Something is changing: old taboos are wavering, well-known voices are speaking out in first person to break the veil of silence on a disease that affects 1 in 7 women, but is all too often diagnosed with a delay of up to 4/5 years. A nuisance, or more often a pain, that is chronic and affects women’s quality of life, relationships and social life.
It was the influencer Giorgia Soleri, exactly one year ago, who brought the problem to the attention of the media, openly reporting on the Rai 2 programme ‘Tonica’ hosted by Andrea Delogu that she suffers from vulvodynia and how this disorder has negatively affected her life, depriving her of many opportunities. On 28 March 2022, a bill was filed in the Chamber of Deputies calling for the recognition of vulvodynia and pudendal neuropathy as chronic and disabling diseases and their inclusion in the essential levels of care of the National Health Service.
We ask Dr Andrea Biondo, a gynaecologist specialising in fertility, vulvodynia and menopause in Palermo, to explain what vulvodynia is and what symptoms characterise it.
Vulvodynia is a chronic discomfort (or pain) characterised by persistent burning and/or pain at the entrance to the vagina and stiffness of the pelvic floor muscles that can affect women of all ages, from adolescence to menopause. It presents itself without any visible signs or lesions to justify it. And that is why it is more difficult to diagnose, so much so that it is called an ‘invisible disease’. The most common complaints that I have encountered among my patients suffering from vulvodynia and which may be a first indication for diagnosing it are:
- Vulvar or urethral burning, sometimes preventing the wearing of trousers or tight clothing
- Pin feeling
- Electric shocks or spasms in the vagina
- Generalised dryness, itching, swelling or discomfort
- Pain during the sexual act
- Pain that increases when sitting, perhaps when sitting in the car for a long time
What should be done in the presence of these disorders?
In the presence of one or more of these symptoms, one should first speak to a gynaecologist experienced in this condition, who will arrange for a series of gynaecological check-ups, including a vaginal swab. A delay in diagnosis causes a deterioration in quality of life, sexual relations and, above all, health problems with the intensification of muscle spasms. It is important to recognise the symptoms and intervene early. My way of dealing with this pathology is multimodal, i.e. I use both pharmacological therapies and state-of-the-art devices such as magnetotherapy or fractional laser.
Can you explain in more detail what this is all about?
Depending on the particular situation of each patient, I use customised galenic preparations in which I include drugs to treat pudendal neuropathy combined with the use of innovative devices such as the Dr Arnold electromagnetic field chair and the DuoGlide fractional CO2 laser. Dr Arnold’s new electromagnetic field technology has a decontracting action on the pelvic muscles and is useful for restoring neuromuscular control. The treatment is non-invasive, has no post-treatment recovery time and the patient remains comfortably seated and clothed during the therapy.

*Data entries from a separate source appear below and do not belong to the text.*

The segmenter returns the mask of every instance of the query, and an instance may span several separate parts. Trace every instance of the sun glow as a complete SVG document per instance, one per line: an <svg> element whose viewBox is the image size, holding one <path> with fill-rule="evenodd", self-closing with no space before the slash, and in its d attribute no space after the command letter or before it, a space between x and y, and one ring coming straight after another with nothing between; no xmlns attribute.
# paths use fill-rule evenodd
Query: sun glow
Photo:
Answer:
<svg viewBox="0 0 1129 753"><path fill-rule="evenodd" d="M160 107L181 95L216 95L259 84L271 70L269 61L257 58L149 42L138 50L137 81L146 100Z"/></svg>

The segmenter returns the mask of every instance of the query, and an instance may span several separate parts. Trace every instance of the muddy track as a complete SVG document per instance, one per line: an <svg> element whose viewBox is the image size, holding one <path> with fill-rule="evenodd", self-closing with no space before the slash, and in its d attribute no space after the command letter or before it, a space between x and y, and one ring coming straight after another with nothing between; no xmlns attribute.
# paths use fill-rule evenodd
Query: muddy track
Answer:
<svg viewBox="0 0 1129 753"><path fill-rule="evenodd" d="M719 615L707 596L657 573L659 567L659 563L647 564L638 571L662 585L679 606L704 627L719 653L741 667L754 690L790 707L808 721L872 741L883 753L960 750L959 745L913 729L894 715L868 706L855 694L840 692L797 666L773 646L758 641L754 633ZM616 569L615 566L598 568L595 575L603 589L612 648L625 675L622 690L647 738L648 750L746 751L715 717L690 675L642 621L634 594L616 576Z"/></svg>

The MonalisaGlide treatment, thanks to the fractional CO2 laser, makes it possible to decrease the number of nerve endings that the diseased nerve multiplies pathologically and at the same time to create new collagen in the treated area. Again, this is a minimally invasive procedure, which does not involve any anaesthesia and allows a rapid resumption of daily activities. Patients who follow this course of treatment correctly and for about four months generally have a good remission of their symptoms and are able to live a satisfactory personal and relational life for a long time.